Born in November 1929 in Besigheim, Swabia, and after narrowly missing being called up to fight in the dying days of Germany’s war effort Mezger went on to graduate from Stuttgart Technical University with an engineering degree. Upon graduating Mezger had a number of opportunities to work with various large automotive companies however the first stepping stone on his chosen employment path was for a then rather small company known as Porsche which was to be his employer for the next nearly 40 years. After a few years with Porsche he moved into the design department and worked on the 804 flat-8 Formula 1 engine. This led eventually to his most notable works on the 917, here Mezger led Porsche’s development of turbocharging with the 1100 hp 917/30.
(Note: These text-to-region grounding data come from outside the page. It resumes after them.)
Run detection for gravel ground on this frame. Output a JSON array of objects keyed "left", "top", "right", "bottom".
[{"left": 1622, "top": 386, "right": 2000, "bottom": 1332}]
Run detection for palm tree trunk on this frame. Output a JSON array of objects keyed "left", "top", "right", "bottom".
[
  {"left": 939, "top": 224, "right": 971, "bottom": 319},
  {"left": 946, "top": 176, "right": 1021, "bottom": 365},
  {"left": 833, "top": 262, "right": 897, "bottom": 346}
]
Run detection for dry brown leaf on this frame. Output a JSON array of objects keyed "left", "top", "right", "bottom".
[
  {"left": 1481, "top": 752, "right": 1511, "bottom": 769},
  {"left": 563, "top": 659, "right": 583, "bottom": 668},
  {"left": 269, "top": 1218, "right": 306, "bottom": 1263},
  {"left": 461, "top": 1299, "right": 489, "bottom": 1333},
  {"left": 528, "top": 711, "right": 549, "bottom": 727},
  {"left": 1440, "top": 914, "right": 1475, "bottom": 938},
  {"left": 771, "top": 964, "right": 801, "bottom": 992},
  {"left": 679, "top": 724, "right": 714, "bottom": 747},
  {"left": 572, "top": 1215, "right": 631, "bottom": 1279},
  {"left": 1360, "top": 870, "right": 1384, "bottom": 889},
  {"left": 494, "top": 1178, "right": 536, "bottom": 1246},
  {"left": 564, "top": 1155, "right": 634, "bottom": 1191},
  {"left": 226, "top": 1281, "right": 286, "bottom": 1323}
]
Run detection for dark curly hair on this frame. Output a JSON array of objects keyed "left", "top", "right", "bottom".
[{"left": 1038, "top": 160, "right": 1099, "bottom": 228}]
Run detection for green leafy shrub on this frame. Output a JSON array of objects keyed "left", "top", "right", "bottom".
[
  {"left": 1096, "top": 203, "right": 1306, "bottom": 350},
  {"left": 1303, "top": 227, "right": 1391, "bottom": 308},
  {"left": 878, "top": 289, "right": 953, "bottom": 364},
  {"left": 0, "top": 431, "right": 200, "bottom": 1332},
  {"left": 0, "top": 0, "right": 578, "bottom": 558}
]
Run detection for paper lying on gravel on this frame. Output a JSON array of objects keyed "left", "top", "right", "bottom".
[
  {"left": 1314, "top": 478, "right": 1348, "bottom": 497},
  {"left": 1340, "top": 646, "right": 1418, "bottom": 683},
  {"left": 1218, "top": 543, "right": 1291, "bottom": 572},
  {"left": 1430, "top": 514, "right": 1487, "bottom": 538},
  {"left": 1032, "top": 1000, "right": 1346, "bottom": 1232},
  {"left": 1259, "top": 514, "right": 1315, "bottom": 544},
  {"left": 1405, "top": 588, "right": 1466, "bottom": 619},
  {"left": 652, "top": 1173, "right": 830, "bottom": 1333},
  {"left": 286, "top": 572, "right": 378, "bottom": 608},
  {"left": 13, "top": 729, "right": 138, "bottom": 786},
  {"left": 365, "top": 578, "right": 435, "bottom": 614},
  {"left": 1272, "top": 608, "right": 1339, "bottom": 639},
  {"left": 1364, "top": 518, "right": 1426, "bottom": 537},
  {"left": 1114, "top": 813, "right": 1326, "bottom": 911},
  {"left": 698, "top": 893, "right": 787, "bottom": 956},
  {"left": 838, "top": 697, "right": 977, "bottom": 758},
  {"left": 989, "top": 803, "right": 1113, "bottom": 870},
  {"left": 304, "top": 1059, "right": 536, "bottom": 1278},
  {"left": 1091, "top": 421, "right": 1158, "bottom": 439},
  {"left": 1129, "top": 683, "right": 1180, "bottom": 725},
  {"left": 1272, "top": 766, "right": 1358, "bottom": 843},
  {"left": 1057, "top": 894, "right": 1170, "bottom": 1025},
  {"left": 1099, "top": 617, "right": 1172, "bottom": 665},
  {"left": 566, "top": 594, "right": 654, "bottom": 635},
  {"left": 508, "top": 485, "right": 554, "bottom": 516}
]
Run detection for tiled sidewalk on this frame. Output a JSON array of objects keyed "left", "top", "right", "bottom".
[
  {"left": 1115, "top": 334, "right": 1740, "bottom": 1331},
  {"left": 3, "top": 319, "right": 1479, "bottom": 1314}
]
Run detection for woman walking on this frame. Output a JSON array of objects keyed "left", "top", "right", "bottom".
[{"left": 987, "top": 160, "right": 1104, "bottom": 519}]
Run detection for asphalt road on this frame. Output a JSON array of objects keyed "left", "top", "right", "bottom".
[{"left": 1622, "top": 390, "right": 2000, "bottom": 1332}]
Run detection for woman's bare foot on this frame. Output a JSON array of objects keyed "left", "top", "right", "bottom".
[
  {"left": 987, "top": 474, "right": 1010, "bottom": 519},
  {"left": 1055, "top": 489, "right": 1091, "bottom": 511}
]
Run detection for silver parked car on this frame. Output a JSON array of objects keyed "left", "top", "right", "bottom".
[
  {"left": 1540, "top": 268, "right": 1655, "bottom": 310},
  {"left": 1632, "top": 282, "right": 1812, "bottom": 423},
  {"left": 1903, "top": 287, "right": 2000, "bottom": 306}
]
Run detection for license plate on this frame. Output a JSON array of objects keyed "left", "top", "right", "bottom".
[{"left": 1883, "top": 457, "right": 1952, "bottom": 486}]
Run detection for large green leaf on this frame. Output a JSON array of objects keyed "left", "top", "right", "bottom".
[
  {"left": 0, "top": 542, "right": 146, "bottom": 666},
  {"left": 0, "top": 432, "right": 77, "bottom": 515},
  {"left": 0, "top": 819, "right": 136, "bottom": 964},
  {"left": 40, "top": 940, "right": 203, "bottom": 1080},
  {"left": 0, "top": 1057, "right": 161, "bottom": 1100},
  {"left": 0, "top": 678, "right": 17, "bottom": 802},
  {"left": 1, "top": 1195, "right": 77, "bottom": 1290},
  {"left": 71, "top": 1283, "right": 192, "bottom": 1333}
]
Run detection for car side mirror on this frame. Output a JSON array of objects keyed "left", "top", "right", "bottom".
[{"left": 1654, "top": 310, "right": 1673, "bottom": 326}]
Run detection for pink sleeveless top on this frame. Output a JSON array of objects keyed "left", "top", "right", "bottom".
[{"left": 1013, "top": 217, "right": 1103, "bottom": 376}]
Mezger’s involvement with the 917 in 1968 was to be a definitive moment in his career as 2 years later in 1970 Porsche won their first victory at Le Mans and various other endurance events that same year. Porsche were the team to beat, and indeed Ferrari desperate to compete and develop an engine worthy of doing so had sold half of their stock to Fiat to finance it.
So Mezger, having developed the flat-four from the 356 into the flat six for the 901 and 911 back in 1963 an engine he managed to develop from 1.4 to 3.6 liters then found himself back in Formula 1. Ron Dennis, a director of McLaren Racing International, approached Porsche to design a Grand Prix engine which would replace the DFV in his John Barnard designed cars. Two months later on October 12th design work for the new McLaren power plant was handed over to Hans Merger, now Porsche’s deputy head of engine research and development. Mezger was responsible for the TAG V6 engine which dominated Formula One in the late ’80s nestled in the middle of the McLaren F1 cars and went on to be responsible for 3 consecutive drivers championships.
So what of the ‘Mezger Engine’, where did it really begin. Many refer to the original being developed for the Porsche 911 GT1 car, but this wasn’t unveiled until 1996 and we know that Mezger retired from Porsche in 1994, so the roots surely are further back and looking at the GT1 power plant we know it was a creation of the alloy casings derived from the 930 turbo and the 962/4 partly water cooled motor that was then coupled with a full dry sump. So a more fitting description for Mezger’s touch in the later GT and Turbo cars must go back a long way and then taking in aspects of the early 901/911 engines and elements of the TAG F1 engines derived from the Porsche Group-C cars. Confusing isn’t it?
This year Mezger celebrates his 89th birthday and apparently still retains close relations with his former employer. Hans Mezger was responsible for many great creations and motorsport achievements during his career with Porsche. His name is synonymous with some of the greatest engines in Porsches history including the 911 GT/Turbo engines which have become colloquially known by his very name whether slightly misleading of their immediate heritage or otherwise.
For a more in-depth look into the life and career of Hans Mezger we would recommend reading the autobiographical title ‘Porsche and Me: Hans Mezger’ by Peter Morgan.
For now he earns a place in our Porsche Heroes Hall of Fame.